The observed responses to bladderwrack consumption in this study suggest that dietary modification may lead to significant changes in the regulation of the menstrual cycle by increasing the length of the cycle, stimulating ovulation, and lowering the estrogen/progesterone ratio in pre-menopausal women. Such changes may be beneficial particularly with regard to women at high risk of estrogen-dependent diseases or who are experiencing fertility problems. Results from these preliminary experiments also suggest that bladderwrack administration may alleviate hypermenorrhea and dysmenorrhea, which may provide some relief in the treatment of endometriosis. Although these reported effects are generally in a beneficial direction, their clinical significance is yet to be determined in a well-controlled study.

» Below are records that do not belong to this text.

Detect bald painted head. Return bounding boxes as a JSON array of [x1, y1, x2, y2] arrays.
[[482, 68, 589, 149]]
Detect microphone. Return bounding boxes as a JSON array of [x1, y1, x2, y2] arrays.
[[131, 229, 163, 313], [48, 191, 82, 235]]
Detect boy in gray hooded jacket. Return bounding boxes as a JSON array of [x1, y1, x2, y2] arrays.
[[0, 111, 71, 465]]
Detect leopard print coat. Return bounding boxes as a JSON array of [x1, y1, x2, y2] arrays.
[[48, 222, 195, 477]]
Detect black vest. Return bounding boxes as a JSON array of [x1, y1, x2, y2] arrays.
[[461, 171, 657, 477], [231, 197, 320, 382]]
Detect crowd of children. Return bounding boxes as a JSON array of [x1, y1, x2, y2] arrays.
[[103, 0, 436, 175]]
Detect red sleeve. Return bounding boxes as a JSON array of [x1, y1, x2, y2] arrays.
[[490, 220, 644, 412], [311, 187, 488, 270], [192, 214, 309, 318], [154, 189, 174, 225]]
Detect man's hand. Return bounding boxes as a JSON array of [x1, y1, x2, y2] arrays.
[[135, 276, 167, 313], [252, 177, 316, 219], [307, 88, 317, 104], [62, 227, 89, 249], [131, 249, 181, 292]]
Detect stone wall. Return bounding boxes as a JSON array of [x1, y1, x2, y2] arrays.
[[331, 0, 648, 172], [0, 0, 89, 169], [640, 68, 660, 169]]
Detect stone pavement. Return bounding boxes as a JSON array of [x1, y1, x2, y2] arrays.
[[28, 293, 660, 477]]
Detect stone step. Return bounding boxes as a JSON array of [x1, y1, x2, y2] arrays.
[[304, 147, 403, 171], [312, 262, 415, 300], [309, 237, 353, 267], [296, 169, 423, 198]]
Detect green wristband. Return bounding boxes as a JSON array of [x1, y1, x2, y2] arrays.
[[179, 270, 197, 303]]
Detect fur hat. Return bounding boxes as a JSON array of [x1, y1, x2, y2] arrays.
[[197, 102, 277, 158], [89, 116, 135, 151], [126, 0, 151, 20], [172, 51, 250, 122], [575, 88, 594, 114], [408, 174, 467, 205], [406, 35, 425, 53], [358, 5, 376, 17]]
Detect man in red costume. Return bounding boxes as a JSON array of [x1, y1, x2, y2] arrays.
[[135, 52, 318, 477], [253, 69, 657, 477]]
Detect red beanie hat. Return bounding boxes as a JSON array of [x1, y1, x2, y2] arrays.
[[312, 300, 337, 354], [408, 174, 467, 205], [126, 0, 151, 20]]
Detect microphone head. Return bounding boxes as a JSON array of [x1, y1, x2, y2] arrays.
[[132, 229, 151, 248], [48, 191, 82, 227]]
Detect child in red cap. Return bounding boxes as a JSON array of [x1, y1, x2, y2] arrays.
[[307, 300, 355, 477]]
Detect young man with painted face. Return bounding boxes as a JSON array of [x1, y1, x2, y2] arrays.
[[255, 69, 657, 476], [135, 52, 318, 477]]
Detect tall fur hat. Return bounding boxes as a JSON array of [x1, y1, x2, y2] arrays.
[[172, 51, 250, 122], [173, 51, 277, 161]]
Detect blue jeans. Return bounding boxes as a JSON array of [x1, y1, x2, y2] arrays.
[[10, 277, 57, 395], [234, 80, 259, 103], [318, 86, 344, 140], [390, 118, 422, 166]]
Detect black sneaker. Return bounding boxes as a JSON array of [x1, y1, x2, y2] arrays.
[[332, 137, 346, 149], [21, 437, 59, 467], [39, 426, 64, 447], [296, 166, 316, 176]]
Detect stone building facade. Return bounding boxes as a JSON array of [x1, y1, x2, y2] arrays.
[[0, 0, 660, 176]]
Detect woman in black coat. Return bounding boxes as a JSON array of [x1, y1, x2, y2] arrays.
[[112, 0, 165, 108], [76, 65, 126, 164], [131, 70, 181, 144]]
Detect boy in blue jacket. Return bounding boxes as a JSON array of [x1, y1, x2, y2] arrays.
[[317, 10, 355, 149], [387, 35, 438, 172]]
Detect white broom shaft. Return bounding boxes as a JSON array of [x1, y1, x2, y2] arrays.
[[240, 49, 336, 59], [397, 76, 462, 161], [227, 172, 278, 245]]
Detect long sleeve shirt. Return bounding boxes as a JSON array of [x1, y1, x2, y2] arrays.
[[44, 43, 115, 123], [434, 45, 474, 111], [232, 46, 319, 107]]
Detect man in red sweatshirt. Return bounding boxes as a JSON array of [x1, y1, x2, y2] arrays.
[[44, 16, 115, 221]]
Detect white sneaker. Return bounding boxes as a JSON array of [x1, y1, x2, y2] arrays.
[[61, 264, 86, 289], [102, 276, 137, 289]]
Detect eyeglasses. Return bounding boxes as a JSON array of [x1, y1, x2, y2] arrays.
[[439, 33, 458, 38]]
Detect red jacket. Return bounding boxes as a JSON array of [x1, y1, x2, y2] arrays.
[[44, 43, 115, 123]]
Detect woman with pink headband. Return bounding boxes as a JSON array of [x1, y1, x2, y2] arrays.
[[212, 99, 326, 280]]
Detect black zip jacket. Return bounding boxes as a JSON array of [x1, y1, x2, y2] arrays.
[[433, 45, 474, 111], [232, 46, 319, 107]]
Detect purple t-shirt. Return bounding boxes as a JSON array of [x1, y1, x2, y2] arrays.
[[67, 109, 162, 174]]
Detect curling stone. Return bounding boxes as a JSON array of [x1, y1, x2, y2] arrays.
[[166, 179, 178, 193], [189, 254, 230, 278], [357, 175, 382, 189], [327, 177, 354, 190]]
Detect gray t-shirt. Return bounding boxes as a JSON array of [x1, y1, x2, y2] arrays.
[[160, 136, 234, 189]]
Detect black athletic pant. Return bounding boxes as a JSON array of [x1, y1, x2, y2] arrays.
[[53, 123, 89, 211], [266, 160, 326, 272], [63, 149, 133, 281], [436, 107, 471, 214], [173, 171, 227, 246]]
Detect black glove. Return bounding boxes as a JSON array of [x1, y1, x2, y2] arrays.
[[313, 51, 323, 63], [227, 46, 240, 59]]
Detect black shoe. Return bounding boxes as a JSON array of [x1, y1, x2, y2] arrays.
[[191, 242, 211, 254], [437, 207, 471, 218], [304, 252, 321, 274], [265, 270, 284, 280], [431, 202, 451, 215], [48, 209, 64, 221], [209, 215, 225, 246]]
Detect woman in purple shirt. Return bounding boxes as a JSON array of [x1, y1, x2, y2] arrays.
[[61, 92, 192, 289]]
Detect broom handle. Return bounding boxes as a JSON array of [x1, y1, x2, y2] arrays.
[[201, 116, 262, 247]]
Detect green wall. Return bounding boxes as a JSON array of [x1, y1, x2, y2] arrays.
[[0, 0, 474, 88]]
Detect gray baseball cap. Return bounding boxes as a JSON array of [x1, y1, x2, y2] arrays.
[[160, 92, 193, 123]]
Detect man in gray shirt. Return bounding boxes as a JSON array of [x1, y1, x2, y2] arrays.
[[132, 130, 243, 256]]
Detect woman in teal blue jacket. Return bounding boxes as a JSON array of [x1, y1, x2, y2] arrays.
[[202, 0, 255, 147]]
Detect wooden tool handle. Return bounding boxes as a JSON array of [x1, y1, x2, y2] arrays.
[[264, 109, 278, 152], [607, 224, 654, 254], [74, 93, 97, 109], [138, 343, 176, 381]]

The critical role of hormones in breast, endometrial, and ovarian cancers in women and prostate cancer in men has long been recognized. Given the vast rise of these cancers in the U.S. and our limited success with prevention and treatment, there is clearly a need for the identification of novel, non-cytotoxic chemopreventive agents. Future investigations should clarify the role of bladderwrack and other seaweed species on estrogen and progesterone metabolism, to evaluate its potential binding affinity to estrogen and progesterone receptors, and to determine its effects on proliferation in hormone-sensitive tissues. These investigations should also be expanded to include effects of bladderwrack on other sex hormones including the androgens and gonadotropins. In this regard, animal and in vitro studies are currently underway in our laboratory to elucidate the potential mechanisms and clinical relevance of bladderwrack bioactivity, and to identify and isolate the active components involved.
Written consent was obtained from the patients for publication of study. This work was supported by the National Foundation for Cancer Research and NIH grant P30 ES01896. Thanks to Dr. Martyn T. Smith for his guidance and support.